Apple’s use of product renderings bugs me. Modern car commercials that use CGI cars bug me. They look incredible, to be sure. I’m a software engineer by profession and I’ve dabbled in computer graphics since 1979 or so; I wrote a fairly nice ray-tracer from scratch about 20 years ago (caustics, dispersion, procedural textures, etc.). Thus, I love really good renderings. But not as a sales tool for a product; it’s fake. I actually am kind of afraid for renderings that are literally indistinguishable from photographs of physical items. It will be increasingly hard to know what to believe. Sorry for the rant, folks.
I use Thea renderer ($500) which is relatively easy to use compared to say V-Ray.(and cheaper). You could try Kerkythea (free - http://www.kerkythea.net/cms/ ) and possibly achieve the same results. There are other options out there too and I think many of which have been discussed on the forums here…pros and cons etc.

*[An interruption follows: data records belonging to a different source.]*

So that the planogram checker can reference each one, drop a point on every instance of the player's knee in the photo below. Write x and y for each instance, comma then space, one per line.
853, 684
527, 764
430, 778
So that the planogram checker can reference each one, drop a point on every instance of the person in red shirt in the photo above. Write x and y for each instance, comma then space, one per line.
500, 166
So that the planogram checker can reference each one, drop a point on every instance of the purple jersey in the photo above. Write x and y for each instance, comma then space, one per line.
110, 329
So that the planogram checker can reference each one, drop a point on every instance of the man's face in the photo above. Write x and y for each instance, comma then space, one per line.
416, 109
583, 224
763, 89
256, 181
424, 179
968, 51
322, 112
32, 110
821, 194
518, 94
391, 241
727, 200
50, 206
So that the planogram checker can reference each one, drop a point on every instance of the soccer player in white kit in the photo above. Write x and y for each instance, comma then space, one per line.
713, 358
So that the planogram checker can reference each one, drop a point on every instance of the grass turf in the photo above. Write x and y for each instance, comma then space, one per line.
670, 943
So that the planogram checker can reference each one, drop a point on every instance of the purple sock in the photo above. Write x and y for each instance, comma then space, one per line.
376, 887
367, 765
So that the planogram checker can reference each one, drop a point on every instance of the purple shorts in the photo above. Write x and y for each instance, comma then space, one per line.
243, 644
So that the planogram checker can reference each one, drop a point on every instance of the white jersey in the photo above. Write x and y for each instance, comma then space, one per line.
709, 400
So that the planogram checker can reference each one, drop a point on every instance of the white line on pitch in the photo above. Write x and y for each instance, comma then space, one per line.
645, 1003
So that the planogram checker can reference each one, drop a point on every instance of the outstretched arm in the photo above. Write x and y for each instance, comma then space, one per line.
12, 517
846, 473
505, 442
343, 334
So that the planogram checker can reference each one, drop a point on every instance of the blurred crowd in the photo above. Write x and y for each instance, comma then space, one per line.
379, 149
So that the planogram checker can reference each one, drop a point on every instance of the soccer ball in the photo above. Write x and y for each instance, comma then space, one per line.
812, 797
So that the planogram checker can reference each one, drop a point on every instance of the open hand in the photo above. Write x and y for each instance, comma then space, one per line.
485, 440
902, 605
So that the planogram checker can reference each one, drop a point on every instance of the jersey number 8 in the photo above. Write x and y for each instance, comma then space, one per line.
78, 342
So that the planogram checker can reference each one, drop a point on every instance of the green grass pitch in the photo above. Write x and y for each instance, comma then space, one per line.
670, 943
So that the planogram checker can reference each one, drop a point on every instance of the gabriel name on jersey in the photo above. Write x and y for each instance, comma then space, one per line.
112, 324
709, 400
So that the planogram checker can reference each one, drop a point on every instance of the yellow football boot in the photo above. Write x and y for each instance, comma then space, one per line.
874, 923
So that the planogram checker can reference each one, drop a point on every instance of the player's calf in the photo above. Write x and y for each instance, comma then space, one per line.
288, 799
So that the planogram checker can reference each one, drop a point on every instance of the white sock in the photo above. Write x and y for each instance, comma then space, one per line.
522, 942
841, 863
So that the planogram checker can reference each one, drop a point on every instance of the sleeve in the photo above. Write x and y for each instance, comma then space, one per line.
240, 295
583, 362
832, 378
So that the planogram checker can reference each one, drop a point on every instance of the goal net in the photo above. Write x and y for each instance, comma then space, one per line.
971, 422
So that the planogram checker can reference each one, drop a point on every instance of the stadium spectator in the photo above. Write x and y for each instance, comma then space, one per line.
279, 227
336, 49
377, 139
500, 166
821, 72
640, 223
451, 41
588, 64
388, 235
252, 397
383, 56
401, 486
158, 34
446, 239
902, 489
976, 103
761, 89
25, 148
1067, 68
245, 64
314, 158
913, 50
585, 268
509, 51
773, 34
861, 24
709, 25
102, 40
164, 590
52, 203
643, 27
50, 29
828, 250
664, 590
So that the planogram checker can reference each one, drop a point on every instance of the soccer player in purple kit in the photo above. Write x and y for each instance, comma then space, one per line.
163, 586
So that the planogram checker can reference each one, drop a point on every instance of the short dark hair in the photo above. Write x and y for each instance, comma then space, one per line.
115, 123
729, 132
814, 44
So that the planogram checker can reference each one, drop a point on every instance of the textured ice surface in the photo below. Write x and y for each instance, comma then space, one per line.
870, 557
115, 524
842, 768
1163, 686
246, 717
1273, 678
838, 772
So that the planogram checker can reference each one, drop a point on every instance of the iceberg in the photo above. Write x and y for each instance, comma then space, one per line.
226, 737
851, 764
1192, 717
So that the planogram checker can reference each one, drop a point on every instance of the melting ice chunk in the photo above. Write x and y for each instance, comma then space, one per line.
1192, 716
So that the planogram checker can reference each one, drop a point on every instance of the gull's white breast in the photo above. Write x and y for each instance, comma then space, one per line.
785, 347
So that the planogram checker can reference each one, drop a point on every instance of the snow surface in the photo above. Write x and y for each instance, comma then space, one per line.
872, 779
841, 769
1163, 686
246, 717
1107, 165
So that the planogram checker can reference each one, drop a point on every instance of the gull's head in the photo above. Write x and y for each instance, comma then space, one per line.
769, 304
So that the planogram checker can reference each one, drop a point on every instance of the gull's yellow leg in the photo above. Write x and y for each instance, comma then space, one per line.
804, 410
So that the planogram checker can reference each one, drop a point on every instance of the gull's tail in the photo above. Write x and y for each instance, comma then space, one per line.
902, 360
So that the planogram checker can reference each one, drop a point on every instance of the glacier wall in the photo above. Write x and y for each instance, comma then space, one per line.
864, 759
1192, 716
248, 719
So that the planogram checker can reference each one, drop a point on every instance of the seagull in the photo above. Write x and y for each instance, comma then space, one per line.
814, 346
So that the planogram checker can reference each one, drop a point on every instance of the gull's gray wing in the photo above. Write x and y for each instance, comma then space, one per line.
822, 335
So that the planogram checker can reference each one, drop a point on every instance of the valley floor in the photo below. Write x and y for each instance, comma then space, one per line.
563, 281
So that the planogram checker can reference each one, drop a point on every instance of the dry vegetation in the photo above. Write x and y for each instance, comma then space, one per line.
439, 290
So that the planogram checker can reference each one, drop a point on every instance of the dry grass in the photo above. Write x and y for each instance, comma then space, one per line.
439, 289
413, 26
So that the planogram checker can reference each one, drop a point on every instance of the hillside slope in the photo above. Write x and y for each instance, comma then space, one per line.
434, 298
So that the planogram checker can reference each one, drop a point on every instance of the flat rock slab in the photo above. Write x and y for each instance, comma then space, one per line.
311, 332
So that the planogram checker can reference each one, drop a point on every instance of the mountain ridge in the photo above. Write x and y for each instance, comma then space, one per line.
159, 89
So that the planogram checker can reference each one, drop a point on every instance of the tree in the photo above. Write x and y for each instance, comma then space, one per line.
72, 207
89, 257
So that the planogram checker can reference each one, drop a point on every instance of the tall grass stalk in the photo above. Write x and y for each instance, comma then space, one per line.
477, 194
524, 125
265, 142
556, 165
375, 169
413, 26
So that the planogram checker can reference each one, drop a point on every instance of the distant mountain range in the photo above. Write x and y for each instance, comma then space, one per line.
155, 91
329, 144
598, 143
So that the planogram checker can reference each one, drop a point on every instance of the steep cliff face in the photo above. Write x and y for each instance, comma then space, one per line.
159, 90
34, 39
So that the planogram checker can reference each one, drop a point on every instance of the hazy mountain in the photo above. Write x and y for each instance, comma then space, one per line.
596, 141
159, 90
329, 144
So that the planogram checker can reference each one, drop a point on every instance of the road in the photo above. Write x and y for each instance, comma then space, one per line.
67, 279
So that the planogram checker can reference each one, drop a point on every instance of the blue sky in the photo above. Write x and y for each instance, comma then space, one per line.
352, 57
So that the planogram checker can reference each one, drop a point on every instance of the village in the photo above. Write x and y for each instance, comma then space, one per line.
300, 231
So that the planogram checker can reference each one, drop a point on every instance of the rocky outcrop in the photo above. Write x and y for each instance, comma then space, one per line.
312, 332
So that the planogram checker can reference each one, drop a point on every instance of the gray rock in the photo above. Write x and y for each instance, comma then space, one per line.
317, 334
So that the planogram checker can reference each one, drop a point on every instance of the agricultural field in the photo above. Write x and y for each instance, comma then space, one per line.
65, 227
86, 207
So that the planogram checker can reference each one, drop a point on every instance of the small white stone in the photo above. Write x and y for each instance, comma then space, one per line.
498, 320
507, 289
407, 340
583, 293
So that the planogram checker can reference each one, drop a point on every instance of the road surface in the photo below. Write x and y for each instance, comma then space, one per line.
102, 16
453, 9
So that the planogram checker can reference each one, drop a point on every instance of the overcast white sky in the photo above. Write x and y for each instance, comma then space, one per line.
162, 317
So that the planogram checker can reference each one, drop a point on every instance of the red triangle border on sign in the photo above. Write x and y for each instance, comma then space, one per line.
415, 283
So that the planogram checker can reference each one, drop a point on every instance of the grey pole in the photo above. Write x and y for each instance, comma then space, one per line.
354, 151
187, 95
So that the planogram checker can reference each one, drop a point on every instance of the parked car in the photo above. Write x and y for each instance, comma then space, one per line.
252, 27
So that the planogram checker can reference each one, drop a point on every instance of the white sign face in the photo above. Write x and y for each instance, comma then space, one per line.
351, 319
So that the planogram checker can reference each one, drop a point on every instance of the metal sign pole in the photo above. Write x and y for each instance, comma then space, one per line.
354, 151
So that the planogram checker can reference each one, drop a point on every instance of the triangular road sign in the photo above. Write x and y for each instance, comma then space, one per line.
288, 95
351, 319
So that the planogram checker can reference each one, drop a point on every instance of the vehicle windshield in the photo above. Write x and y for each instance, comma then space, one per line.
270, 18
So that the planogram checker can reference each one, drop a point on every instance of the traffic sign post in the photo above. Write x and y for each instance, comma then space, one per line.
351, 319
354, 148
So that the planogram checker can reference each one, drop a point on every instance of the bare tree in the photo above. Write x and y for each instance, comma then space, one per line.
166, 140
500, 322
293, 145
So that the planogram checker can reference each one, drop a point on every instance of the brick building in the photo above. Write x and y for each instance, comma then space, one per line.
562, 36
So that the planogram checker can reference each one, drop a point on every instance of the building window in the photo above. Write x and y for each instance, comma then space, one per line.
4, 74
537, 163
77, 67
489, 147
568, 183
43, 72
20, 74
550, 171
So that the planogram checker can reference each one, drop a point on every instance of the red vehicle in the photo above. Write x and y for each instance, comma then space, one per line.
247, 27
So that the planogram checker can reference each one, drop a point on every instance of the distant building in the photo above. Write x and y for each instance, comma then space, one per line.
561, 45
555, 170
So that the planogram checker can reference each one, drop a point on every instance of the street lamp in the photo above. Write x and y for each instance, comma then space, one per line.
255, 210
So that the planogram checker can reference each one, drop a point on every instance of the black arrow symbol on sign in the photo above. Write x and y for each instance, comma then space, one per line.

It would be misleading to say how long it took me given that I am familiar with the program (10 minutes to set up and a 5 minute render) but if you are new to the rendering software it would take a while longer as you’d have to figure a number of things out, but after that initial setup I think you could save that as a master file and just add your various models in there, maybe save as separate files or you could add scenes with each model on a separate layer?
As you can see from the attached image, I am showing where the camera is placed and the yellow square is a soft area light (the less lights you can use the better), with the white floor.
It doesn’t get much simpler than this. You could forgo the floor and have the object float in space with a white background too, but I thought the shadow added to the realism. The only other thing I used in the render (which is important with reflective materials like metal) is i used an HDRI reflection map (which is a simple spherical image of a studio set up, so the metal will reflect this virtual image of the room) as this helps it look more real, as in the real world the metal surfaces would reflect the room or the studio or setup you are shooting in. In CG, if those elements do not exist its good to put them in, either as a map or physically using other geometry.
I think there’s a disconnect with software and one can often assume it will do the work for you, my analogy is to think of it musically. If you’re giving a guitar to someone for the first time they’re unlikely to produce music without a lot of practice. I think this holds true for 3D modelling and rendering.
It seems like you are a photographer and to render in CG you do need to understand the fundamentals of photography: camera placement, lens and more so the lighting, the type and position etc. You kind of need to bring all that sensibility that you would employ in the real world inside the 3D world.
If there are specific lighting looks you want to emulate there are often photography tutorials on the web for reference and you can then apply that methodology to the sketchup model and renderer.